そして一町村または数町村連合して一戸長役場をおいた。千葉町は独立の戸長役場がおかれている。また、寒川、検見川にも独立戸長役場、登戸は黒砂と連合役場がおかれている。そのほか現市内は当初は独立の戸長役場が多くおかれたが十四年、十七年に二度改革が行われ数町村の連合戸長役場となっている。
このときの戸長は町村人民の公選によって就任したが、これについては、明治十一年十一月十五日付け県令第七八号をもって「戸長選挙法」を定めた。これは自由民権思想が大いに反映された結果と思う。多くは有給であった。町村を代表して諸般の政務をとった点を考えれば、自治体の首長であるが、準官史の状態であったという。
公選に際しては、戸長たりうる者または、これを選挙することのできるものは、「満二十才以上の男子で、その本籍に住居を定め、不動産を所有するものに限る」となっていた。
当時としては進歩的な選挙といえるが、遺憾ながら一般住民は、ほとんど選挙に関心を持たず棄権が続出する有様だった。選挙とは名目的なもので、官庁に奉職するもの、教道職(神官、僧侶、教員など)は選挙権はあったが、被選挙権はなかった。投票は被選挙人の住所、氏名を記入させて予定の日までに郡役所に提出させた。教道職にあるものが完全な被選挙権をえたのは、ずっとあとのことである。

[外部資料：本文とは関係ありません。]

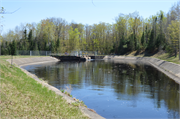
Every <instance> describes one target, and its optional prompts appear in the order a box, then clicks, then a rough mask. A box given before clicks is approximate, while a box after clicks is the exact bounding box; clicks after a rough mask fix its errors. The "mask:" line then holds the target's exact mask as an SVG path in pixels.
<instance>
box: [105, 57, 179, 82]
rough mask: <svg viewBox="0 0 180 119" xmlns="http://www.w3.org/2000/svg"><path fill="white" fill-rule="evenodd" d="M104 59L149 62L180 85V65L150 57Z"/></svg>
mask: <svg viewBox="0 0 180 119" xmlns="http://www.w3.org/2000/svg"><path fill="white" fill-rule="evenodd" d="M103 59H109V60H133V61H143V62H148V63H149V64H151V65H152V66H153V67H155V68H156V69H158V70H159V71H161V72H163V73H164V74H166V75H167V76H168V77H170V78H171V79H173V80H174V81H175V82H177V83H178V84H180V64H174V63H171V62H167V61H164V60H160V59H156V58H150V57H126V56H108V55H107V56H105V57H104V58H103Z"/></svg>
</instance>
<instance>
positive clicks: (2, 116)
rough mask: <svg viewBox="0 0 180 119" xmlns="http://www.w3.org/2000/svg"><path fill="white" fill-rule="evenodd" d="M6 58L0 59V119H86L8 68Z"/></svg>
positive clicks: (19, 73) (7, 65)
mask: <svg viewBox="0 0 180 119" xmlns="http://www.w3.org/2000/svg"><path fill="white" fill-rule="evenodd" d="M27 57H28V58H29V56H16V58H27ZM32 57H33V56H32ZM9 58H10V56H0V62H1V63H0V68H1V69H0V75H1V77H0V81H1V87H0V88H1V90H0V96H1V98H0V107H1V108H0V114H1V115H0V116H1V117H0V118H88V117H86V116H85V115H84V114H82V112H81V111H80V109H79V108H78V107H76V105H74V104H68V103H67V102H66V100H65V99H63V98H62V97H61V96H59V95H56V94H55V93H54V92H53V91H51V90H48V88H46V87H44V86H42V85H41V84H39V83H37V81H35V80H34V79H32V78H31V77H29V76H28V75H27V74H25V73H24V72H23V71H21V69H19V68H17V67H15V66H13V67H12V68H11V65H10V64H9V63H8V62H7V61H6V59H9Z"/></svg>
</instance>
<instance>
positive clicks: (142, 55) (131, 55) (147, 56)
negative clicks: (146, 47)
mask: <svg viewBox="0 0 180 119" xmlns="http://www.w3.org/2000/svg"><path fill="white" fill-rule="evenodd" d="M125 56H135V57H152V58H158V59H161V60H165V61H168V62H172V63H176V64H180V60H179V55H177V57H175V56H174V54H171V53H164V52H157V53H154V54H148V53H141V52H140V53H137V51H134V52H130V53H128V54H126V55H125Z"/></svg>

しかも民選戸長については、当時一般の行政推進など必ずしも満足な結果はえられなかった。そこで政府は、条約改正、治外法権撤廃問題などの懸案を抱え国内政治の強化を検討のすえ、府県制、市町村制の立案を急ぎながらも、一方で民選戸長制度を廃止、官選戸長制度に切りかえていった。
本県では、明治十七年七月、県令第五一号をもって戸長所轄区域の変更を行い、同年八月十六日から施行、同時に戸長を官選制とした。このときの太政官達第四一号によると、
戸長は府県知事または県令之を選任す、但し町村人民をして三人乃至五人を選せしめ、その中に就て選任することを得べし、この旨相達候事。
戸長官選と同時に戸長管轄区域を改めた。千葉町は寒川村、登戸村、黒砂村の四町村と一緒に統轄されることになり、戸長には千葉・市原郡役所書記安井尚が就任した。
曽我野村は今井村と検見川村は稲毛、畑村、犢橋村の合同といった形で、現市域でも農村地帯は、多いところは一〇村に戸長役場一つといったものもあった。
ところで戸長の職務は、明治十二年一月規定の「戸長職務取扱心得」で定められているが、任務は重大であった。
戸長職務取扱心得
一条 上意を下達、下情を上暢、公益共和を興すを奨励勧誘、安寧を保護す。
二条 布告布達を町村内に回達、熟知了解せしむ。
三条 納税の主意を了知、納期を誤まらしめざるよう示諭する。
四条 出生死亡送入籍等、戸籍帳に記載。
五条 徴兵の趣旨を解説、畏懼回避せしめない。
六条 人民締結上の正否、地所家屋の重転売等犯則なきよう査察して奥書加印。
七条 地租の増減、地主の異動等を明らかにする。
八条 迷子捨子行路病人の保護療養。
九条 天災等の場合、隣保党相扶持する義務。
一〇条 人民の行状を視察、事実の具状、善行嘉賞。
一一条 幼童ある者はみな学ばしめる。
一二条 印影の整理。
一三条 文書記録の保存。
一四条 生産奨励、公益を主とする経営修理。
千葉町におかれた郡役所は、旧市役所(現開発庁庁舎)付近におかれ、郡役所には郡長をおいた。初代郡長には佐藤幸則が任命され、その下には郡書記数名をおき、郡長の指揮命令をうけて諸般の事務を分掌した。
郡役所は、わが国地方自治制度の確立過程の上で大きな役割を果たし、大正十五年完全に廃止されるまで続いた。
千葉・市原郡長はつぎのとおりである。
(初代)佐藤幸則、(二代)平山晋、(三代)石井晋一、(四代)増子永人。
また、その後の千葉郡長(三十年五月市原郡は千葉郡から分離)歴任者はつぎのとおりである。
増子永人、松崎省吾、行方幹、中野協蔵、神田清治、石川赳夫、渡辺勤、竹内錠之助、久保三郎、鷲野重光。